The Special Court-Martial Convening Authority asked the GCMCA to order that Petty Officer Wimett “be involuntarily recalled to active duty on July 29, 2005 for trial by special court-martial pursuant to Article 2(d)(1).” Wimett, slip op. at 2. The GCMCA asked the Commandant of the Coast Guard for permission “for me to order YN2 Wimett to active duty involuntarily for the purpose of a special court-martial.” Id. at 3. The Commandant approved the request. Id. A petty officer then cut the travel orders recalling Petty Officer Wimett.

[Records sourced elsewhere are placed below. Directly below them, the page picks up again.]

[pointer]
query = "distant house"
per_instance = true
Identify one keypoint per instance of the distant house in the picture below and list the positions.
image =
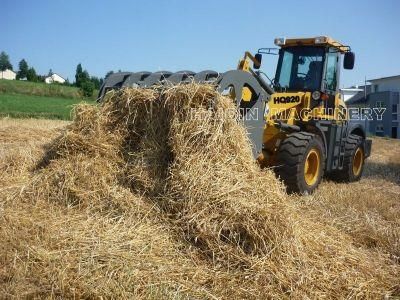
(54, 78)
(8, 74)
(349, 93)
(381, 93)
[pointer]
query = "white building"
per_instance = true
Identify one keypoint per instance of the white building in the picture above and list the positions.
(348, 93)
(391, 84)
(8, 74)
(54, 78)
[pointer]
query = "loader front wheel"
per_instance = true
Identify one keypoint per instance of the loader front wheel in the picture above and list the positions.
(301, 162)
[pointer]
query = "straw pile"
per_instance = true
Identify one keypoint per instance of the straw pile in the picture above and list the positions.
(155, 194)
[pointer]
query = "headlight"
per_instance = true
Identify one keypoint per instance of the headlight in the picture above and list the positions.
(266, 110)
(279, 41)
(316, 95)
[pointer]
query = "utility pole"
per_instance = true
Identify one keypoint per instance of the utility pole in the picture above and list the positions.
(365, 97)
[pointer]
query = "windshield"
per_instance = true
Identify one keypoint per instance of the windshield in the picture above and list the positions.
(299, 68)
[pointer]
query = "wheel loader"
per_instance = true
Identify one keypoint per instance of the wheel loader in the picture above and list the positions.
(297, 122)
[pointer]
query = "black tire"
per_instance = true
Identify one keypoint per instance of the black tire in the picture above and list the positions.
(291, 161)
(347, 174)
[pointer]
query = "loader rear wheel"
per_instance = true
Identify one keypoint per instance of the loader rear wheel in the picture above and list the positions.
(353, 163)
(301, 162)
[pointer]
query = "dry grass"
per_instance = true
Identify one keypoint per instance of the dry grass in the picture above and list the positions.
(138, 199)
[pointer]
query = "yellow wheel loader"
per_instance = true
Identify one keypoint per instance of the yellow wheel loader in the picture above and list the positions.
(298, 122)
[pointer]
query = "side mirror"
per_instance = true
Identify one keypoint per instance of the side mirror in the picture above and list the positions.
(258, 58)
(349, 58)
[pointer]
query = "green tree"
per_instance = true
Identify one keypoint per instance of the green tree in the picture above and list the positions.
(23, 69)
(96, 81)
(5, 62)
(108, 74)
(31, 75)
(87, 88)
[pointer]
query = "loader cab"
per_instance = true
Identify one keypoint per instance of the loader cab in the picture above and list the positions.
(312, 65)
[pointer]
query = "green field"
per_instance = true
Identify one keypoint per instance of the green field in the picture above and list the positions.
(22, 99)
(25, 106)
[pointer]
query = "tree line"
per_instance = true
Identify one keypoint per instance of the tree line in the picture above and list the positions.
(86, 83)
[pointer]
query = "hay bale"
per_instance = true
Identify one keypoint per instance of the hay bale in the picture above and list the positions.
(146, 155)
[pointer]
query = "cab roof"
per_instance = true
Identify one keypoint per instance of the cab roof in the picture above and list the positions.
(316, 41)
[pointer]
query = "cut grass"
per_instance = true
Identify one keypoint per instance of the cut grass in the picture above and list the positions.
(39, 107)
(40, 89)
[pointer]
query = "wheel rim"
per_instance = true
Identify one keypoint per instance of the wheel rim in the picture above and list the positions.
(358, 160)
(311, 167)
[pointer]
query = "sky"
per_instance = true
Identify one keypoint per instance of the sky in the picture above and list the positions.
(198, 35)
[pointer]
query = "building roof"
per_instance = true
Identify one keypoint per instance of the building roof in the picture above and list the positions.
(385, 78)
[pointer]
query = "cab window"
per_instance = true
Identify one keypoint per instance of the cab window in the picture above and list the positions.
(331, 70)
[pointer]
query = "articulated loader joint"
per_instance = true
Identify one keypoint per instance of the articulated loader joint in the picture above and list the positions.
(286, 127)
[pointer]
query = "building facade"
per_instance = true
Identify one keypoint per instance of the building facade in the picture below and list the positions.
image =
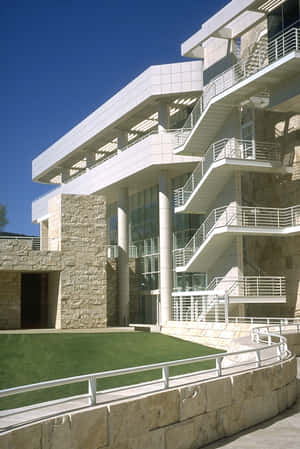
(191, 173)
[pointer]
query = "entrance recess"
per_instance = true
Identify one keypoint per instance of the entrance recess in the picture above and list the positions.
(34, 300)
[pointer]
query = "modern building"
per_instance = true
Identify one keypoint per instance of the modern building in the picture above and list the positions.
(179, 199)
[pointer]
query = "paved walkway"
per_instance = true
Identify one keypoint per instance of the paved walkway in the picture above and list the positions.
(98, 330)
(16, 417)
(281, 432)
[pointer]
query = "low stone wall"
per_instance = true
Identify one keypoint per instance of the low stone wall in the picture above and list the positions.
(219, 335)
(181, 418)
(293, 341)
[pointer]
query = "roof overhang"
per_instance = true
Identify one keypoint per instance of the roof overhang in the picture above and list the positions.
(230, 22)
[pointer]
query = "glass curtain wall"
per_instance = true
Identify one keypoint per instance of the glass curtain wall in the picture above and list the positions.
(144, 237)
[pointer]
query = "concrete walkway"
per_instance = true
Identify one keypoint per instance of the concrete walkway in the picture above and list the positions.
(281, 432)
(98, 330)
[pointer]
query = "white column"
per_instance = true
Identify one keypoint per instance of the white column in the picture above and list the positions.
(123, 267)
(163, 117)
(65, 175)
(122, 140)
(44, 235)
(90, 159)
(165, 246)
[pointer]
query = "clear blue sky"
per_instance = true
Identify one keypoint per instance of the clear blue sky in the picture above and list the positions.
(60, 60)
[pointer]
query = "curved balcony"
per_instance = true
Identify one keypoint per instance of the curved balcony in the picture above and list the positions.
(220, 161)
(224, 223)
(270, 65)
(212, 304)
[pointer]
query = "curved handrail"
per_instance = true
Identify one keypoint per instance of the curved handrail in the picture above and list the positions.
(238, 216)
(261, 335)
(280, 46)
(226, 149)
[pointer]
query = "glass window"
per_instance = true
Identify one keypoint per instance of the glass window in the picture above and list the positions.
(275, 22)
(290, 12)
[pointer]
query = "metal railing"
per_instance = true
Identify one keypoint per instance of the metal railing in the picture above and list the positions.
(257, 357)
(112, 251)
(211, 304)
(199, 306)
(238, 216)
(268, 53)
(226, 149)
(33, 242)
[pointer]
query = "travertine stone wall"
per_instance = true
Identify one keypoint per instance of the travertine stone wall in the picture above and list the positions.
(83, 281)
(10, 300)
(183, 418)
(278, 256)
(112, 291)
(77, 282)
(17, 256)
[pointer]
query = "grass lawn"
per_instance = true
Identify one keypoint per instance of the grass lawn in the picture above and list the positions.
(30, 358)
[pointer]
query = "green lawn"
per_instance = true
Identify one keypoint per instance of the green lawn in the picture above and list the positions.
(30, 358)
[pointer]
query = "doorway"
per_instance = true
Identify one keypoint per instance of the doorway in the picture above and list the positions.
(34, 300)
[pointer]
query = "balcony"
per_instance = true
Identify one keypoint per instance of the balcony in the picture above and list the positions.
(139, 163)
(213, 303)
(112, 252)
(221, 160)
(224, 223)
(271, 63)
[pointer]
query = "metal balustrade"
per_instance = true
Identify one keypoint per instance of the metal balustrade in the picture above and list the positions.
(226, 149)
(268, 53)
(238, 216)
(199, 306)
(212, 303)
(112, 251)
(257, 357)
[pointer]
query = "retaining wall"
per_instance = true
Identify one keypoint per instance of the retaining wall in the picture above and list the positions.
(188, 417)
(218, 335)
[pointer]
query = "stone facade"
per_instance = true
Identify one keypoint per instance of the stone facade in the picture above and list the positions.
(75, 262)
(83, 279)
(278, 256)
(186, 417)
(10, 300)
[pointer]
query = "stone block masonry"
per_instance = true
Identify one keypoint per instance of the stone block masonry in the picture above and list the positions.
(75, 261)
(186, 417)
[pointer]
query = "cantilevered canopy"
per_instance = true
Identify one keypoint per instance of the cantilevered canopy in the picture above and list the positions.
(230, 22)
(133, 110)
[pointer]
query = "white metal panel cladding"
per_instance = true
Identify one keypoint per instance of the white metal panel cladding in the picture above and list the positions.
(155, 81)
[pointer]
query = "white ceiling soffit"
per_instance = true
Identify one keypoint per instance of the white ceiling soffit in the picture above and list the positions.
(225, 24)
(269, 5)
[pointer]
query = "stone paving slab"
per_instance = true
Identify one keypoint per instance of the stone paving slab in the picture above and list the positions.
(282, 432)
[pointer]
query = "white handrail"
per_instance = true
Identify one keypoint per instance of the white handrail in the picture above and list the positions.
(238, 216)
(271, 51)
(226, 149)
(282, 353)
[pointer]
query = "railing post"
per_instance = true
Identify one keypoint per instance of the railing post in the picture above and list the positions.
(278, 350)
(216, 309)
(219, 366)
(165, 376)
(180, 308)
(92, 391)
(226, 299)
(258, 358)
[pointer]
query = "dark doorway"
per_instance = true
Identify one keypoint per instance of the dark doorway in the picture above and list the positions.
(34, 300)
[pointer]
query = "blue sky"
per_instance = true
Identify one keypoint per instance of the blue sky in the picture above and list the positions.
(60, 60)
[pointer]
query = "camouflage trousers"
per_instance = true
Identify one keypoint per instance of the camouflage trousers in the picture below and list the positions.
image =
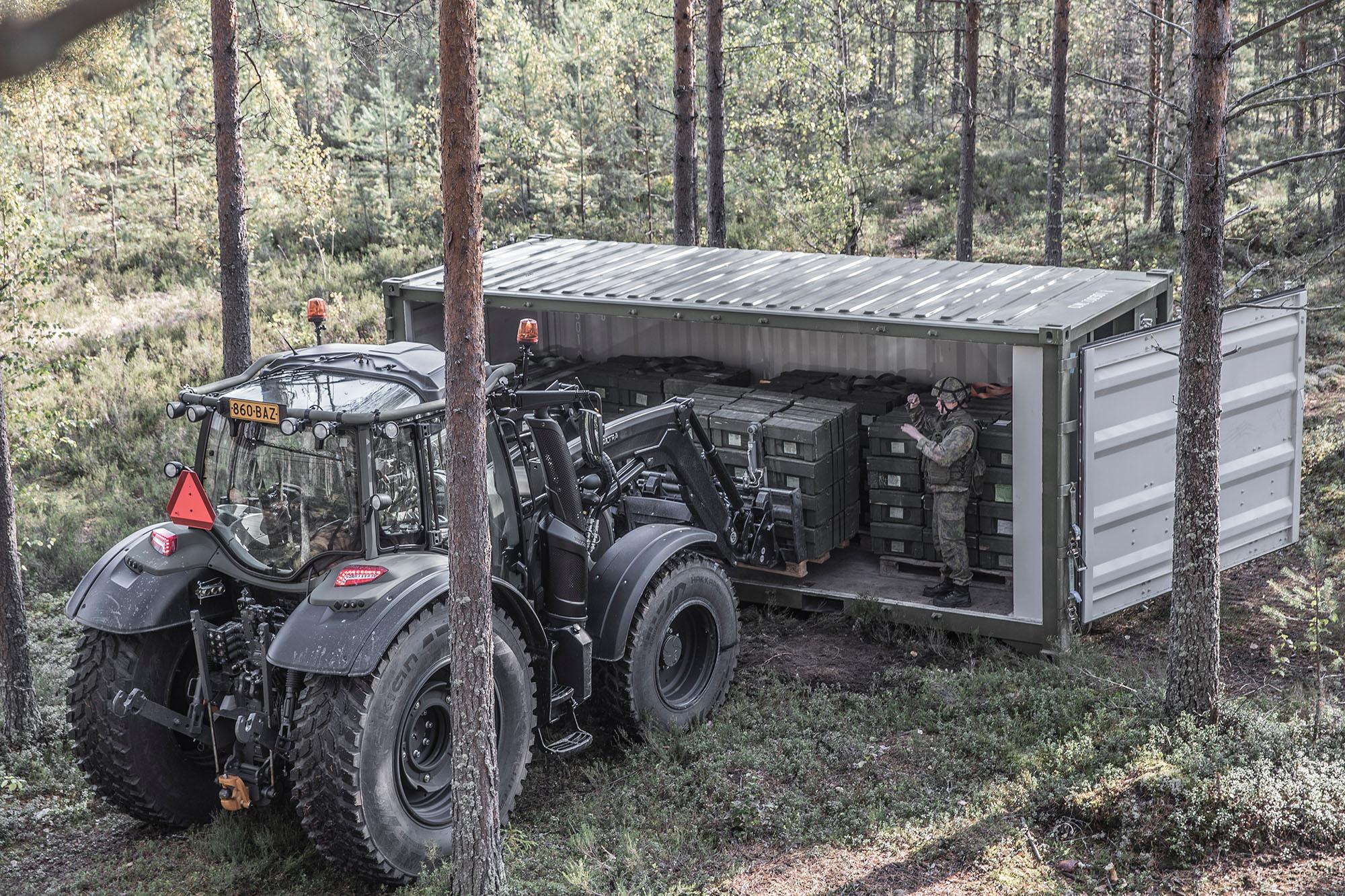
(950, 534)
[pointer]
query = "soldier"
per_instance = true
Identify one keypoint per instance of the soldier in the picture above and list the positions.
(949, 446)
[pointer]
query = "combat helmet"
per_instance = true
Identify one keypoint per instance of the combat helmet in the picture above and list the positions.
(952, 388)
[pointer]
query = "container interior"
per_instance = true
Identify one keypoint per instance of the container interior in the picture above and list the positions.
(1008, 576)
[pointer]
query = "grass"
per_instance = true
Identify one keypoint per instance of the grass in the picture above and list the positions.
(902, 764)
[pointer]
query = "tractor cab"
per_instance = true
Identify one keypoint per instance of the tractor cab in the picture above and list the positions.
(332, 454)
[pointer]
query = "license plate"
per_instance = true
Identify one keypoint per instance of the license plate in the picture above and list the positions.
(255, 411)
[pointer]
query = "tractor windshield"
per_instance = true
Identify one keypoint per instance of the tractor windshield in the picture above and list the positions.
(282, 499)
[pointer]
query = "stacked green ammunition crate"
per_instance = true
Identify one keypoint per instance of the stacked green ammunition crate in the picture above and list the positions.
(806, 443)
(996, 506)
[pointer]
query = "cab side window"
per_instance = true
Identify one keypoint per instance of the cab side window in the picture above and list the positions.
(500, 489)
(397, 475)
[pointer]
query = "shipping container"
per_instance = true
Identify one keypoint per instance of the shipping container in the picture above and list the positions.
(1091, 357)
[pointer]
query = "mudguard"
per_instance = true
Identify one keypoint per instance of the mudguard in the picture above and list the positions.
(134, 588)
(622, 575)
(318, 638)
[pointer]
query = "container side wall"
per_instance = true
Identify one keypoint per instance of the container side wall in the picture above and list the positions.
(1030, 579)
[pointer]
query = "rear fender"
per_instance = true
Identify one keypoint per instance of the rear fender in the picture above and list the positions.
(134, 588)
(321, 639)
(622, 575)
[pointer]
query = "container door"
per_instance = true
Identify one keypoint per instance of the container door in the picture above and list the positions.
(1128, 450)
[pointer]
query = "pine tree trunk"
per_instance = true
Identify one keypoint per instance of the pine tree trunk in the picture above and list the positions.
(851, 244)
(1056, 150)
(921, 54)
(236, 304)
(1194, 682)
(21, 700)
(477, 868)
(1151, 174)
(1168, 205)
(968, 163)
(684, 142)
(715, 214)
(956, 91)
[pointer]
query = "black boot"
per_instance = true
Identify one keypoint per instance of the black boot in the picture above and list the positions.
(944, 587)
(958, 596)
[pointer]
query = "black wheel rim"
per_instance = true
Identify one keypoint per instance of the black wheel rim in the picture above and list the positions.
(426, 756)
(689, 651)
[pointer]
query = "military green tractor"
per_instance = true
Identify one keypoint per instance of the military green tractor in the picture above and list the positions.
(284, 635)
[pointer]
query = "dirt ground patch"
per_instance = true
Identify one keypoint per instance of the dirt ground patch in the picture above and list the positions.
(820, 650)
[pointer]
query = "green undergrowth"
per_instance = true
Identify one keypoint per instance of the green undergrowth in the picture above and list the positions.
(946, 751)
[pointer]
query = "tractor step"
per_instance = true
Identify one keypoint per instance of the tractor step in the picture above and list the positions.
(578, 739)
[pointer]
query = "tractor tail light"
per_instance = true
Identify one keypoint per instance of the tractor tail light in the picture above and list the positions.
(165, 541)
(358, 575)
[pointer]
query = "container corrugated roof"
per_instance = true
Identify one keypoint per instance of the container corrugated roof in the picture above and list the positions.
(789, 284)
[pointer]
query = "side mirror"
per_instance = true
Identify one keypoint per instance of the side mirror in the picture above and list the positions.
(591, 435)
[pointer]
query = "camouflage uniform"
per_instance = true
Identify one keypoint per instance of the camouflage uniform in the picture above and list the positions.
(950, 450)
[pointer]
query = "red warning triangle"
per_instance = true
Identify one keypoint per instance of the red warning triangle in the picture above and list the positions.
(189, 505)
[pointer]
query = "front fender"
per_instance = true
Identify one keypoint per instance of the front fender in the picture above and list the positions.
(134, 588)
(622, 575)
(323, 641)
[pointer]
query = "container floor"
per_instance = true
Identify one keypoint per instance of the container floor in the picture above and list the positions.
(856, 573)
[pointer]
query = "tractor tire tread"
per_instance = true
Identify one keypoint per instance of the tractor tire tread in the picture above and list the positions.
(613, 681)
(100, 744)
(326, 770)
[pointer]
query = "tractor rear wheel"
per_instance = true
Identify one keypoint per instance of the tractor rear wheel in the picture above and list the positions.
(683, 649)
(373, 768)
(142, 767)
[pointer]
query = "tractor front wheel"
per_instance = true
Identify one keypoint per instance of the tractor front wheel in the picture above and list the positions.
(373, 768)
(683, 649)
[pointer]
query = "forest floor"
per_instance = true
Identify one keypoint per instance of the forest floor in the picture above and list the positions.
(853, 755)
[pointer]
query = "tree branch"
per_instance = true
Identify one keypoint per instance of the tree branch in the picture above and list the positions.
(1280, 24)
(1242, 282)
(1285, 80)
(1171, 25)
(30, 44)
(1280, 163)
(364, 9)
(1149, 165)
(1126, 87)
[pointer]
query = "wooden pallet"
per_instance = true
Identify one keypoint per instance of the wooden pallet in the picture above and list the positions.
(896, 565)
(793, 571)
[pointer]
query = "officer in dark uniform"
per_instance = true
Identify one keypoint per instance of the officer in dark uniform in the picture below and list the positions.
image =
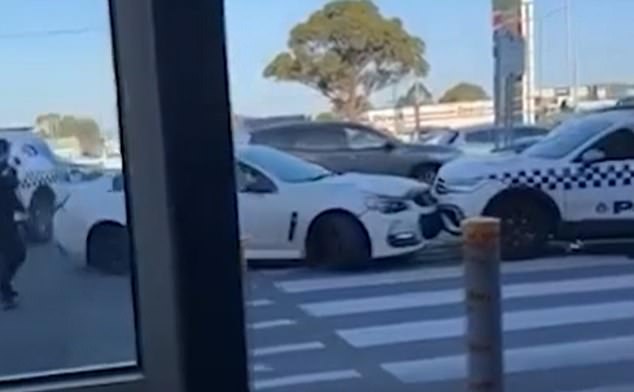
(12, 248)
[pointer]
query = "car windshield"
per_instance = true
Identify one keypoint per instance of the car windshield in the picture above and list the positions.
(284, 167)
(566, 138)
(439, 137)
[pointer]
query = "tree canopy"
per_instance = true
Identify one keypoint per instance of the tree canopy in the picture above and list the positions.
(85, 130)
(347, 51)
(464, 92)
(418, 91)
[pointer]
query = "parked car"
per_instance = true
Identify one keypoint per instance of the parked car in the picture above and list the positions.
(518, 146)
(350, 147)
(288, 209)
(575, 184)
(482, 139)
(39, 174)
(292, 209)
(91, 223)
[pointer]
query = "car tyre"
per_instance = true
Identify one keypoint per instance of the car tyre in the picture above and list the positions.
(425, 173)
(109, 249)
(338, 240)
(524, 228)
(40, 222)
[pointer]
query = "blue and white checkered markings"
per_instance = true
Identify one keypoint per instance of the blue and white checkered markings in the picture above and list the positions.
(568, 178)
(451, 367)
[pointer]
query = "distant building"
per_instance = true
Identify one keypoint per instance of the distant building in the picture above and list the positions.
(257, 122)
(453, 115)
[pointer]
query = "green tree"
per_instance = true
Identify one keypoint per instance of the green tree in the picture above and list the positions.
(347, 51)
(464, 92)
(85, 130)
(417, 93)
(326, 116)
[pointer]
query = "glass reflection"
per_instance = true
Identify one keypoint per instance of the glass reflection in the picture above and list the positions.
(65, 258)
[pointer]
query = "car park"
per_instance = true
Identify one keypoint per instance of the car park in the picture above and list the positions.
(91, 224)
(288, 208)
(292, 209)
(483, 139)
(39, 174)
(351, 147)
(575, 184)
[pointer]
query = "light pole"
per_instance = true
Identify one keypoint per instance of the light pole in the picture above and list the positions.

The Coast Guard Court emphasized the distinction “between the authority to order a reservist to active duty, and the administrative act of processing the order.” Id. The court reasoned: “Neither the UCMJ nor Coast Guard regulations specify the form in which such a recall is to occur. The UCMJ does not require that the recall order be in writing, or that the GCMCA personally sign the recall order. . . . We are convinced by the entire record that Appellant was ordered to active duty by the GCMCA after receiving permission from the Commandant, and the court-martial had personal jurisdiction over Appellant.” Id.
Let’s look at Article 2(d)(4). It specifies: “A member may be ordered to active duty under paragraph (1) only by a person empowered to convene general courts-martial in a regular component of the armed forces.”
Who ordered Petty Officer Wimett to active duty? The opinion suggests that the government couldn’t come up with any document in which the GCMCA directly ordered Wimett to active duty or where someone else did so acting by direction of the GCMCA. And the government bears the burden of proving jurisdiction, so the absence of any such document must be treated as conclusive of such documentation’s nonexistence.
This seems to me to be one of those cases that periodically arise in military justice practice where the spirit of the law has been followed but the letter of the law has not. In such cases, Judge Erdmann often insists that the government adhere to the letter of the law. So I would expect at least one vote to grant review in this case. My guess is that Judge Erdmann will pick up the necessary second vote on this one as well.
In cases like this, both the officials convening a court-martial and later reviewing authorities should keep in mind the Supreme Court’s admonition in the famous case of Runkle v. United States, 122 U.S. 543 (1887):
A court-martial organized under the law of the United States is a court of special and limited jurisdiction. . . . To give effect to its sentences, it must appear affirmatively and unequivocally that the court was legally constituted; that it had jurisdiction; that all the statutory regulations governing its proceedings had been complied with; and that its sentence was conformable to law.
Id. at 555-56.
Was Petty Officer Wimett’s court-martial “unequivocally” legally constituted? Were “all the statutory regulations” governing its creation complied with? The Coast Guard Court seemed to answer those questions by saying, “Close enough.” Runkle suggests that isn’t a satisfactory answer.